Türk Borçlar Kanunu’nun 350. maddesinin 2. fıkrasında yeniden inşa ve ima sebeplerinden dolayı kiracının tahliye edilebileceği kabul edilmiştir. Madde metni şu şekildedir:
“Kiralananın yeniden inşası veya imarı amacıyla esaslı onarımı, genişletilmesi ya da değiştirilmesi gerekli ve bu işler sırasında kiralananın kullanımı imkânsız ise, belirli süreli sözleşmelerde sürenin sonunda, belirsiz süreli sözleşmelerde kiraya ilişkin genel hükümlere göre fesih dönemine ve fesih bildirimi için öngörülen sürelere uyularak belirlenecek tarihten başlayarak bir ay içinde açacağı dava ile sona erdirebilir.”
Kanunda sayılan kiracı tahliye sebeplerinden biri de kiralananın yeniden inşa ve imar edilmesidir. Bu sebeple açılacak tahliye davasında inşaata ilişkin teknik bilgiler gerekli olduğu için bilirkişi incelemesi ve keşif önemlidir. Davada kiralanan taşınmazda tadilatın gerekli olup olmadığı ve tadilat yapılması gerekiyorsa bu tadilatın taşınmazın kullanıma engel olup olmayacağı değerlendirilir. Bu kadar teknik konularda hak kaybına uğramamanız için bu tarz uyuşmazlıkların tarafı olduğunuz takdirde Çetintaş Hukuk Bürosu ile iletişime geçerek tahliye, gayrimenkul ve kira hukukunda deneyimli avukatlarımızdan destek alabilirsiniz.

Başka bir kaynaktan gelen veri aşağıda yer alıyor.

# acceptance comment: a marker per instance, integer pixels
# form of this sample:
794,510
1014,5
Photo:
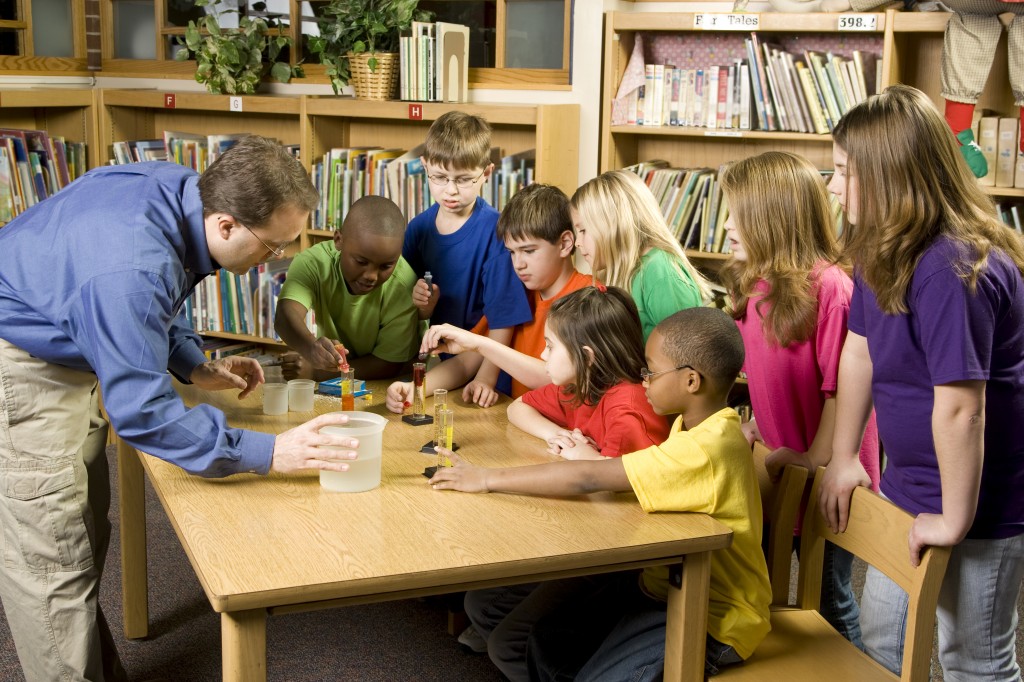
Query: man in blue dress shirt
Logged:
91,285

Yeniden İnşa Nedeniyle Tahliyenin Şartları
Kiraya verenin, kiracısını TBK m350/2 nedeniyle tahliye edebilmesi için kanun koyucu belli şartların varlığını aramıştır. Bu maddeye bakıldığında kiraya verenin iki sebeple kiracıyı tahliye edebileceği görülmektedir:
- Kiralananın Yıkılıp Yeniden İnşa Edilmesi
Kiraya veren kiralanan taşınmazın yıkılıp yeniden inşa edileceğini iddia ederek kiracının tahliyesi için dava açabilir. Bu durumda imar kastının mevcut olup olmadığı aranmaz. Çünkü taşınmaz tamamen yıkılacaktır.
Kiralananın yeniden inşası sebebiyle tahliye davası açarken mahkemeye onaylı inşaat projesi ve inşaat ruhsatının ibraz edilmesi gerekir. Eğer projenin onayı için başvuru yapılmış buna rağmen henüz onay çıkmamışsa bu durumda dava açıldıktan sonra karar verilmesi için projenin onaylanması beklenmelidir.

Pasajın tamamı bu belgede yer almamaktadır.